In het derde lid van artikel 151g van de Wegenverkeerswet 1994 worden twee wijzigingen voorgesteld. De eerste wijziging betreft de aanduiding van de personen die het getuigschrift van vakbekwaamheid of het getuigschrift van nascholing op een Nederlands rijbewijs krijgen. Daarvoor werd aangesloten bij het houderschap van een Nederlands rijbewijs, maar dit blijkt voor de praktijk niet geheel correct. Immers, houders van een Nederlands rijbewijs kunnen inmiddels elders wonen, waardoor ze in Nederland geen rijbewijs meer kunnen aanvragen. Ze zouden dan dus ook de code 95 niet kunnen krijgen. Aan de andere kant kunnen er bestuurders zijn met een buitenlands rijbewijs die in Nederland de gewone verblijfplaats hebben en dus in Nederland een rijbewijs zouden kunnen aanvragen met een code 95 erop. Om hierbij aan te sluiten, wordt voorgesteld om de gewone verblijfplaats het onderscheidende criterium te laten zijn voor wat betreft de vraag of iemand de code 95 op het rijbewijs of op een kwalificatiekaart bestuurder krijgt. Oftewel: als men in Nederland een rijbewijs kan aanvragen, komt de code 95 op het rijbewijs. Dit wordt in het voorstel tevens aangepast in het vijfde lid.

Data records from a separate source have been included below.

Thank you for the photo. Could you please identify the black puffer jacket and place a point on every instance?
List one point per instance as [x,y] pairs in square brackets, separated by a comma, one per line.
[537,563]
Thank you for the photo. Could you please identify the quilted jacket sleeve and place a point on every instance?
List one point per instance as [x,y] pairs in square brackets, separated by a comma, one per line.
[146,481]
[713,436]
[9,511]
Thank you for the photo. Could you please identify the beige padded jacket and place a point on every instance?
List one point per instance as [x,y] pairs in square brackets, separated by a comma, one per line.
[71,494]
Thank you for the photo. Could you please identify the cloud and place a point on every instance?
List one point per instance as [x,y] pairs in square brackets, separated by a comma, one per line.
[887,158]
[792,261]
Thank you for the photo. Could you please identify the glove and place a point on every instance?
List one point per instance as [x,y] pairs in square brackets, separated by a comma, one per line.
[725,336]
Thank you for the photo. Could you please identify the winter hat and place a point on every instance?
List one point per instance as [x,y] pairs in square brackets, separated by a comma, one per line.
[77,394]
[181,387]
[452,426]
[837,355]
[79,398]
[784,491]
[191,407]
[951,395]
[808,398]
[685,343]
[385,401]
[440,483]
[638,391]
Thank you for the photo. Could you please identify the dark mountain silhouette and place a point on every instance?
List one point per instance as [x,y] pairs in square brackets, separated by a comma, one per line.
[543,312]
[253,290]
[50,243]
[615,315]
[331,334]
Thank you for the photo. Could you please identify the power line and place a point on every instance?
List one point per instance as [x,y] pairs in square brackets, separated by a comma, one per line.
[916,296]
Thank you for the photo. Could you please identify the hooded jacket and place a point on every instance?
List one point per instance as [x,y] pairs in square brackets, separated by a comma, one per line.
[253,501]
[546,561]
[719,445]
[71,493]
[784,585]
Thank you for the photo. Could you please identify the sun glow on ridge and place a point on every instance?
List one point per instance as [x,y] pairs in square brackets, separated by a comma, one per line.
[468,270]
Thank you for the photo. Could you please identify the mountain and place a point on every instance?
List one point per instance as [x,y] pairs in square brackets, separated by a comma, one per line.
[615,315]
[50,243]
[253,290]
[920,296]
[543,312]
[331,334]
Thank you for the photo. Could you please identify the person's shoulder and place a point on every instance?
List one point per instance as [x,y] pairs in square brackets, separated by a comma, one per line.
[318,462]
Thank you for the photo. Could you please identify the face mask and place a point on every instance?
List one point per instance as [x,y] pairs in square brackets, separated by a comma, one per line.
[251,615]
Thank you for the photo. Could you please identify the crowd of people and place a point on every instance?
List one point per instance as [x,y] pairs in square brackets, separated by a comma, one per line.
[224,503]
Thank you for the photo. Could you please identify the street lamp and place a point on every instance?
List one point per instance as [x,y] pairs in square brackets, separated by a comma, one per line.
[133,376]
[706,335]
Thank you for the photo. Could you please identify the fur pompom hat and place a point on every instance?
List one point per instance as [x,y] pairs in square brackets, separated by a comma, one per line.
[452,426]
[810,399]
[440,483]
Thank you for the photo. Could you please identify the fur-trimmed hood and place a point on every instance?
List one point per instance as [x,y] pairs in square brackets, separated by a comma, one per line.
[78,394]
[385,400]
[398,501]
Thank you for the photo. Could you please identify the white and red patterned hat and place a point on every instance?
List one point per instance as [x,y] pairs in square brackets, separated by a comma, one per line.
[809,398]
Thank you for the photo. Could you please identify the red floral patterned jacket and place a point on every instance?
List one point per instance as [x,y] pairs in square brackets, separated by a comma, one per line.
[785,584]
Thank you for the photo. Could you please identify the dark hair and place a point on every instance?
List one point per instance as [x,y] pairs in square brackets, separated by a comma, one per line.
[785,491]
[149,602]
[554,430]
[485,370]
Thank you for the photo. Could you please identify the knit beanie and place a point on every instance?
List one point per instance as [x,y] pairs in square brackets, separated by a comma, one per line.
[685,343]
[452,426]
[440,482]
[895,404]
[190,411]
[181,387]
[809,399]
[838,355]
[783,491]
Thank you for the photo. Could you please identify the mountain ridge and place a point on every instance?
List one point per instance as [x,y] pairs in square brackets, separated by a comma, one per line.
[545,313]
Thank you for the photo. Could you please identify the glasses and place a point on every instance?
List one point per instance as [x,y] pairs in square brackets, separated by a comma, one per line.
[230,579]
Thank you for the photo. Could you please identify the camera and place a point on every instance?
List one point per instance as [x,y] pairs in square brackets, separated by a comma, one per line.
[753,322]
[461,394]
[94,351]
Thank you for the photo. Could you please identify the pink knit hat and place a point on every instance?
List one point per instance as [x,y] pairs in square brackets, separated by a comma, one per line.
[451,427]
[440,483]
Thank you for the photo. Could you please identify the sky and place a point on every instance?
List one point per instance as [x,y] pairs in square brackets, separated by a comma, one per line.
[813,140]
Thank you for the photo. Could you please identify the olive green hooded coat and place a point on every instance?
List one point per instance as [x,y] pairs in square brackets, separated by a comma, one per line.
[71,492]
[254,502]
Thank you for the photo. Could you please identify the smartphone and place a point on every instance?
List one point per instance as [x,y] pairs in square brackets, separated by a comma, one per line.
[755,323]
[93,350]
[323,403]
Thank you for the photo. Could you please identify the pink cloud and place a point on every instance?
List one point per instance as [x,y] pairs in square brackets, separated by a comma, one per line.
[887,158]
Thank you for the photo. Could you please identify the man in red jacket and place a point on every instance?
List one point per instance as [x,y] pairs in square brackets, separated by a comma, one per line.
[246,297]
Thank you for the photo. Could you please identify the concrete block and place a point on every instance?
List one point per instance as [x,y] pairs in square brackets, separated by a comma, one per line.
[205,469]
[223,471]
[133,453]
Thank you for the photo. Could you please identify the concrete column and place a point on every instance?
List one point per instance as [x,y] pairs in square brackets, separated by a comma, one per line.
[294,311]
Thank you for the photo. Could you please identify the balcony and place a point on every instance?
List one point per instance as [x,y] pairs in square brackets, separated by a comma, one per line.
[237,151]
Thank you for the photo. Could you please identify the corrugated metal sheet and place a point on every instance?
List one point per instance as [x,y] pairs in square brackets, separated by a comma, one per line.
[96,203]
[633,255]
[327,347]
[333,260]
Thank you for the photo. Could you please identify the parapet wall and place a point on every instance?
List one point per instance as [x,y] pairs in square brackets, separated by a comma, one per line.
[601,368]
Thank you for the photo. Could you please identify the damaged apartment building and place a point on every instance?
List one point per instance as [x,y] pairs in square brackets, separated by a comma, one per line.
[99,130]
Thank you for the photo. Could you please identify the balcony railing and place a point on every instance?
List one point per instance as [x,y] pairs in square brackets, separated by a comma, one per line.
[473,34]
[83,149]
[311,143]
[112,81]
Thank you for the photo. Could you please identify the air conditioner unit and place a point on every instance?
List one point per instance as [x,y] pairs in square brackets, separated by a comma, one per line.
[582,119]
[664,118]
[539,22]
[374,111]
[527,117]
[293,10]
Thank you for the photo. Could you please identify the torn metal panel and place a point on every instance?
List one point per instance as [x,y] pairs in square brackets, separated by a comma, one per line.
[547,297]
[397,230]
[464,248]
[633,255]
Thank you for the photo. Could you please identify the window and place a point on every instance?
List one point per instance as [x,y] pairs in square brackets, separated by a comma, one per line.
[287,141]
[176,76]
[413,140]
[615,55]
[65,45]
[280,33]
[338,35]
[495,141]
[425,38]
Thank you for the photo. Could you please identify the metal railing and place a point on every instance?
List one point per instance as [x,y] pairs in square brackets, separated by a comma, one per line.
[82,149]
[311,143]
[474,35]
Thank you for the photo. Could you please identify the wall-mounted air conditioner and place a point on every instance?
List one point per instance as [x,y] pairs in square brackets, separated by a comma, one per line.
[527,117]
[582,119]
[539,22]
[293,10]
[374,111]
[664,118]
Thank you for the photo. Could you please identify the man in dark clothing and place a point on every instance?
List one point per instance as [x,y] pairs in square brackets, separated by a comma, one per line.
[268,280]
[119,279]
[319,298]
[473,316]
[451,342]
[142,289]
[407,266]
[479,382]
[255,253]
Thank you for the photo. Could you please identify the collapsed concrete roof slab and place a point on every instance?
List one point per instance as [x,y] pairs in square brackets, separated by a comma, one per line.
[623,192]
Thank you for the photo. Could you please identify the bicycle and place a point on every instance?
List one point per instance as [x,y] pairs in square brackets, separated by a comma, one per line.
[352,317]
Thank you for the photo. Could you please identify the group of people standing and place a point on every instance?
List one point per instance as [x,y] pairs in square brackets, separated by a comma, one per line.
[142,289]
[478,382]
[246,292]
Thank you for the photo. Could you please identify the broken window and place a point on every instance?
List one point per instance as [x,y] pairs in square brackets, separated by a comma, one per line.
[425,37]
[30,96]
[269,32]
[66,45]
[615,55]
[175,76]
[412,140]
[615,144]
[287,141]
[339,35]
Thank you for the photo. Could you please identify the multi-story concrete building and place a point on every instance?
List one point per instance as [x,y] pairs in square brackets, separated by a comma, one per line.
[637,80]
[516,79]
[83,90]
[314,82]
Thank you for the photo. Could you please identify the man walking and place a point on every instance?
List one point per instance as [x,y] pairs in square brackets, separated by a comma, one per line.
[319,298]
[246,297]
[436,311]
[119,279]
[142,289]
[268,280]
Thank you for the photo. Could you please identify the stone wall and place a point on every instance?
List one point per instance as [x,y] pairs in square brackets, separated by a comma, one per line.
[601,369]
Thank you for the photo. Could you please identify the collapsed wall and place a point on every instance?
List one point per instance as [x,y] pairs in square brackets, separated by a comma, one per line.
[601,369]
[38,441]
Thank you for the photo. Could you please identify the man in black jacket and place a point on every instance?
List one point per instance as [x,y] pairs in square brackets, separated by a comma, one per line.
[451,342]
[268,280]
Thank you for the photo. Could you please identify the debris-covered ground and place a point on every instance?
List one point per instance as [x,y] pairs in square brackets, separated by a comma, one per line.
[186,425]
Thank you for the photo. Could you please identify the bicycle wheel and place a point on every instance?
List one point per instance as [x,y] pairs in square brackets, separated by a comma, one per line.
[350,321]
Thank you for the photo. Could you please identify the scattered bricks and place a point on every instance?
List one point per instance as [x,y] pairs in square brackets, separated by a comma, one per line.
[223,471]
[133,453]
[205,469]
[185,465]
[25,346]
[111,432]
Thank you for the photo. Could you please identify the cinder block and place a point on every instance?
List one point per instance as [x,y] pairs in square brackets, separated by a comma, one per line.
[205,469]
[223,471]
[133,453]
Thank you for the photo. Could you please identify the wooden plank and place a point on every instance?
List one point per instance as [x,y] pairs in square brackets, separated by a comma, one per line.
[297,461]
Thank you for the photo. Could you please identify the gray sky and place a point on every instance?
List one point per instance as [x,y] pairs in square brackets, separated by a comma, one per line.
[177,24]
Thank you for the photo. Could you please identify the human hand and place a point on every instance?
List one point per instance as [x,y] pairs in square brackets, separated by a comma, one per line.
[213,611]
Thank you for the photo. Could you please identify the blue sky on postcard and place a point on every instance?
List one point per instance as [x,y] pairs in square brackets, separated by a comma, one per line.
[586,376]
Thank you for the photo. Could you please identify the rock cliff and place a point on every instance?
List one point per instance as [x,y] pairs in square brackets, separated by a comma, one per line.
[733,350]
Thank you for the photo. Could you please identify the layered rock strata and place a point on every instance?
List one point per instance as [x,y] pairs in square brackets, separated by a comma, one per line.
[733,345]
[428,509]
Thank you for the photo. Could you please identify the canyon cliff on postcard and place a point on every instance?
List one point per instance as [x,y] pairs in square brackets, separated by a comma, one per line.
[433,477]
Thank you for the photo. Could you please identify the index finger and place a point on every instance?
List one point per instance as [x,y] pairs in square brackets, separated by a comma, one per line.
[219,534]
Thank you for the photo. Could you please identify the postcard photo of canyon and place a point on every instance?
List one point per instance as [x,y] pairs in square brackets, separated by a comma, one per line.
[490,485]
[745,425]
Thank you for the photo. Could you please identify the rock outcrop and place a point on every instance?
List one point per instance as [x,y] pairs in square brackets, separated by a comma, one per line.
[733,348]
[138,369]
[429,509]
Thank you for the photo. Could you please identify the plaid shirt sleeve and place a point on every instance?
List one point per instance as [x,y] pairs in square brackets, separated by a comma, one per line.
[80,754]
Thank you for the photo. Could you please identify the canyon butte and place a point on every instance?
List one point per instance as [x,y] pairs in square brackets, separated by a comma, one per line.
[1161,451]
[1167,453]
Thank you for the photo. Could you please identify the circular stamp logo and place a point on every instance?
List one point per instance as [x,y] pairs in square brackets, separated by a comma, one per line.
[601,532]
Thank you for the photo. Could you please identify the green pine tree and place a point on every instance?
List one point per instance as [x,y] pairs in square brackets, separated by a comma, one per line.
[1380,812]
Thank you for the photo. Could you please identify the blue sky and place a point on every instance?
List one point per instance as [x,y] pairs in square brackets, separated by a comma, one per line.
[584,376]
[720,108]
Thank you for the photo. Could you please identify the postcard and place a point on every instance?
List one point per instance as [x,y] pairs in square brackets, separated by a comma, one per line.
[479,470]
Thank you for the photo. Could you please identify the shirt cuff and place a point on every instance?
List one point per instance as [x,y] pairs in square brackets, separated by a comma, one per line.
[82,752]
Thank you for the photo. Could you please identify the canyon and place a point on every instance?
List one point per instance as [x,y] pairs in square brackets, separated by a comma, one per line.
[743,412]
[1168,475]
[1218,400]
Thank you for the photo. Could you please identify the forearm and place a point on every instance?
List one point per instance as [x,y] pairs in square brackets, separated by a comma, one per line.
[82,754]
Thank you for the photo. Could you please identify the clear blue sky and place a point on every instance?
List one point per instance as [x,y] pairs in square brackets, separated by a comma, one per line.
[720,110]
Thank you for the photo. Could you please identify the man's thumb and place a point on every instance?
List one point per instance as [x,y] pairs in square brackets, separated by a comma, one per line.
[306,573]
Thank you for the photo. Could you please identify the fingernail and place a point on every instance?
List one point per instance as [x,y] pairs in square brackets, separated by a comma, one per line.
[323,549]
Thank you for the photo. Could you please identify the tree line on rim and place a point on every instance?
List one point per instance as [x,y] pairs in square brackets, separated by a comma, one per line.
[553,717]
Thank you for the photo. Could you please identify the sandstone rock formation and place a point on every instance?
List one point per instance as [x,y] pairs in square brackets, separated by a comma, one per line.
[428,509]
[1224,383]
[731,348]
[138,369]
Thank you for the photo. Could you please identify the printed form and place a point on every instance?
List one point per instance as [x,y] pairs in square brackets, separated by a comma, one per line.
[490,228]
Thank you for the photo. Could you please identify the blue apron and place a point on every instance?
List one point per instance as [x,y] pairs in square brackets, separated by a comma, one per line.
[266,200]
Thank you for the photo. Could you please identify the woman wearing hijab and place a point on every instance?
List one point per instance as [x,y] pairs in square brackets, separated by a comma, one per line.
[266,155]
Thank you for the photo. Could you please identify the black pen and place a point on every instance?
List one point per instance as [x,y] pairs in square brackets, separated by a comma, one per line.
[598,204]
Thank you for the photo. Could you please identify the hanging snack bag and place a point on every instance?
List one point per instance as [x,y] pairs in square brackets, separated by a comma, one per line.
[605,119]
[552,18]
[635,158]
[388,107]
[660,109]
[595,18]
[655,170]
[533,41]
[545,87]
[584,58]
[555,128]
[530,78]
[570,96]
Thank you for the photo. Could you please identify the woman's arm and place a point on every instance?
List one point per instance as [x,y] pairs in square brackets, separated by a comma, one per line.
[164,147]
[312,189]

De tweede wijziging van artikel 151g, derde lid, is redactioneel van aard en betreft het vervangen van «communautaire code» door «Uniecode».

Het vierde lid betreft de afgifte van het bewijs dat de basiskwalificatie is behaald of de nascholing is gevolgd aan bestuurders die geen Nederlands rijbewijs kunnen aanvragen (en dus niet: die geen Nederlands rijbewijs hebben). De afgifte kan na het van toepassing worden van de wijzigingsrichtlijn niet meer door middel van een omwisselingscertificaat geschieden, maar moet via een kwalificatiekaart bestuurder. Daartoe wordt in het vierde lid voorgesteld te bepalen dat een kwalificatiekaart bestuurder wordt afgegeven, waarop de code 95 komt te staan.

In het achtste lid is bepaald wie het bewijs afgeeft aan bestuurders die niet hun gewone verblijfplaats in Nederland hebben. Zoals in paragraaf 2.4 van het algemeen deel van deze memorie van toelichting is beschreven, zal het CBR het getuigschrift afgeven (in de vorm van een registratie van een verklaring van vakbekwaamheid of verklaring van nascholing), zoals ook nu het geval is en het geval zal blijven, net als voor degenen die een gewone verblijfplaats in Nederland hebben. Vervolgens is het echter de RDW die zorg zal dragen voor het afgeven en registreren van de kwalificatiekaarten bestuurder waarop het getuigschrift in de vorm van de code 95 wordt geplaatst. Zie hierover ook artikel I, onderdelen B en L, van dit wetsvoorstel.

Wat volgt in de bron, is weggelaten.